6. Representing data as tables¶

In this lecture we demonstrate:

how to represent tables using lists;
how to represent tables using a more efficient model provided by the pandas library;
how to visualize data represented as tables; and
how to read tables from local files and remote resources.

6.1. Representing tables by lists¶

The most efficient way to organize large amounts of data is to put them in a table. For example, this table contains some basic facts about a group of students:

Name	Sex	Age (yrs)	Weight (kg)	Height (cm)
Anne	f	13	46	160
Ben	m	14	52	165
Colin	m	13	47	157
Diana	f	15	54	165
Ethan	m	15	56	163
Fred	m	13	45	159
Gloria	f	14	49	161
Hellen	f	15	52	164
Ian	m	15	57	167
Jane	f	13	45	158
Kate	f	14	51	162

We shall represent each row in this table as a list, and then put all the these lists into a new list:

In [1]:

students = [["Anne",    "f", 13, 46, 160],
            ["Ben",     "m", 14, 52, 165],
            ["Colin",   "m", 13, 47, 157],
            ["Diana",   "f", 15, 54, 165],
            ["Ethan",   "m", 15, 56, 163],
            ["Fred",    "m", 13, 45, 159],
            ["Gloria",  "f", 14, 49, 161],
            ["Hellen",  "f", 15, 52, 164],
            ["Ian",     "m", 15, 57, 167],
            ["Jane",    "f", 13, 45, 158],
            ["Kate",    "f", 14, 51, 162]]

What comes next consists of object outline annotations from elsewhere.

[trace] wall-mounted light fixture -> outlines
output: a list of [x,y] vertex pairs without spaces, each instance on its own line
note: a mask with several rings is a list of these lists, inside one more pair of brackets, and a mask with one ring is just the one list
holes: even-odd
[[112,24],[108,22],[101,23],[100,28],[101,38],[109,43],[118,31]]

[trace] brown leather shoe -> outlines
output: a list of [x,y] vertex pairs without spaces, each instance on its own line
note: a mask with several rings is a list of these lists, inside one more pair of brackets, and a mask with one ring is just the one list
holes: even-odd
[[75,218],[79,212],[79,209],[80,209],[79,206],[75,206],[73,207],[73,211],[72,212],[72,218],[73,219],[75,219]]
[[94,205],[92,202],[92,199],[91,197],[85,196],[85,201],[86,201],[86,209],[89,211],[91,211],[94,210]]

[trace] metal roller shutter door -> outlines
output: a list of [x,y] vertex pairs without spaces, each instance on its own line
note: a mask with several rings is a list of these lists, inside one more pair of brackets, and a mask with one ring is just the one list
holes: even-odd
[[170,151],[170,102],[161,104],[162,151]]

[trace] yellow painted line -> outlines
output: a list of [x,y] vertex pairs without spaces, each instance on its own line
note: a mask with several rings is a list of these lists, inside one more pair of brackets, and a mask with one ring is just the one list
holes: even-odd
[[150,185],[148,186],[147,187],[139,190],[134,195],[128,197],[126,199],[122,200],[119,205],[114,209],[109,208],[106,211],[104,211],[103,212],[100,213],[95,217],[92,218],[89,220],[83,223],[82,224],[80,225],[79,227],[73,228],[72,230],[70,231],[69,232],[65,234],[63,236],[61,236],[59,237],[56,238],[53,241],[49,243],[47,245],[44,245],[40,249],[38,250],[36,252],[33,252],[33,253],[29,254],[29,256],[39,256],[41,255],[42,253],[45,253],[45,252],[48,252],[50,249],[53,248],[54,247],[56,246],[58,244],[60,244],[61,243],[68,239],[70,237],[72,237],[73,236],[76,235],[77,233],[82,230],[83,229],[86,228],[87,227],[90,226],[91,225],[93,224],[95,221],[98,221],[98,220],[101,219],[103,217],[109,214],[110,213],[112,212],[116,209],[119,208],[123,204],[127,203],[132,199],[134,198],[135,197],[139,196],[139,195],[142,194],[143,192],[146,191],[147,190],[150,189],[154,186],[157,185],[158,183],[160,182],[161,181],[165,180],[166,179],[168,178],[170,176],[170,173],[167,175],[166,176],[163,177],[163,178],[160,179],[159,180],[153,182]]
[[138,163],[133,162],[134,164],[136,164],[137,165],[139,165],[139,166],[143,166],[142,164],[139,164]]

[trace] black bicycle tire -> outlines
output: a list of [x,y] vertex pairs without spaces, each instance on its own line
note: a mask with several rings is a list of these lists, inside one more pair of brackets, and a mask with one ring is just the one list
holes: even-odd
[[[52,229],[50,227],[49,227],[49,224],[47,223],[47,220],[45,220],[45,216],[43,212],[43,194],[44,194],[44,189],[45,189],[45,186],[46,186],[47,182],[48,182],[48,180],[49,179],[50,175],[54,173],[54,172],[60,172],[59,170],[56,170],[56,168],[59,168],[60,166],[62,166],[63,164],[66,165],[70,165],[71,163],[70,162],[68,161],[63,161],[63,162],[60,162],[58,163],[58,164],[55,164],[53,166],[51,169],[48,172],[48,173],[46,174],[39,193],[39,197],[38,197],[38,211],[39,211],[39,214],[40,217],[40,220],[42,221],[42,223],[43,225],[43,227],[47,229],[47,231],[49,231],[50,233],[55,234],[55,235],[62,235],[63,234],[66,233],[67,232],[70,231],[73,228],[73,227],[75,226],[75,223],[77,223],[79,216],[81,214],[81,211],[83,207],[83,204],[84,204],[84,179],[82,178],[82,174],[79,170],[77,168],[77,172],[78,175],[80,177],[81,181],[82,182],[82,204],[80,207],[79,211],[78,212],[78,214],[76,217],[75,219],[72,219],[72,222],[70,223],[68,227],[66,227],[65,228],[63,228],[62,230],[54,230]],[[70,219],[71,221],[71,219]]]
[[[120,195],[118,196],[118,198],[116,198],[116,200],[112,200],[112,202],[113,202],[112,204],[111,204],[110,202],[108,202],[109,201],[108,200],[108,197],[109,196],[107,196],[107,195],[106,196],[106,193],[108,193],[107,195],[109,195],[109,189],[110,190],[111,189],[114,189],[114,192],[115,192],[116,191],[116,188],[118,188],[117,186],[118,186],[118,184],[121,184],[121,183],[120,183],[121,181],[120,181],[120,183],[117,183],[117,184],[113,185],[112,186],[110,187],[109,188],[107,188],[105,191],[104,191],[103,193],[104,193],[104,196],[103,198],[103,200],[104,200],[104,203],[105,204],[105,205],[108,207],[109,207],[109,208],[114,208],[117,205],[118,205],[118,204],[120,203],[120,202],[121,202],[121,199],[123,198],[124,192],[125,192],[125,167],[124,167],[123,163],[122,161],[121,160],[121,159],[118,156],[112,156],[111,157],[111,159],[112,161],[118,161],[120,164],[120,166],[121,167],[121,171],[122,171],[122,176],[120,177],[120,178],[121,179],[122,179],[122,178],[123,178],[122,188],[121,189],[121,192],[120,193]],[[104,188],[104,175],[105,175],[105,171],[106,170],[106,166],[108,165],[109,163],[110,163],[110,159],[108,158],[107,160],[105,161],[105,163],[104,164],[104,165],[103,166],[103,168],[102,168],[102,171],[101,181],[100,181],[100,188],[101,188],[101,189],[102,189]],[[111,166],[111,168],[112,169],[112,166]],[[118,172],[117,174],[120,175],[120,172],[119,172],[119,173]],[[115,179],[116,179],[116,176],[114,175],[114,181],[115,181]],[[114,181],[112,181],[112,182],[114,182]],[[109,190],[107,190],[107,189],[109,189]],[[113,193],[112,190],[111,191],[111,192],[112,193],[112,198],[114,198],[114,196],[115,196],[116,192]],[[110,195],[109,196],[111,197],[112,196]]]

We can now easily retrieve the information about any student in the group. For example, to see the information about Ethan we simply type students[4] (Important! The first element of the list in indexed by 0, so Ethan's list has index 4):

In [2]:

students[4]

Out[2]:

['Ethan', 'm', 15, 56, 163]

On the other hand, this way of representing tables in inconvenient because it is not easy to work with the columns of the table. For example, if we wanted to compute the average height of the students in the group we would have to write a program:

In [3]:

sum = 0
for s in students:
    sum += s[4]
float(sum) / len(students)

Out[3]:

161.9090909090909

This how the code does the job:

we first initialize the variable sum to 0 (eventually it will contain the sum of the heights of the students);
the code then loops through each student in the group and adds its height to sum (the height of a student is the numer at the index 4 of the list);
finally, we compute the average.

This is not hard but also not very convenient. We need a more flexible data structure.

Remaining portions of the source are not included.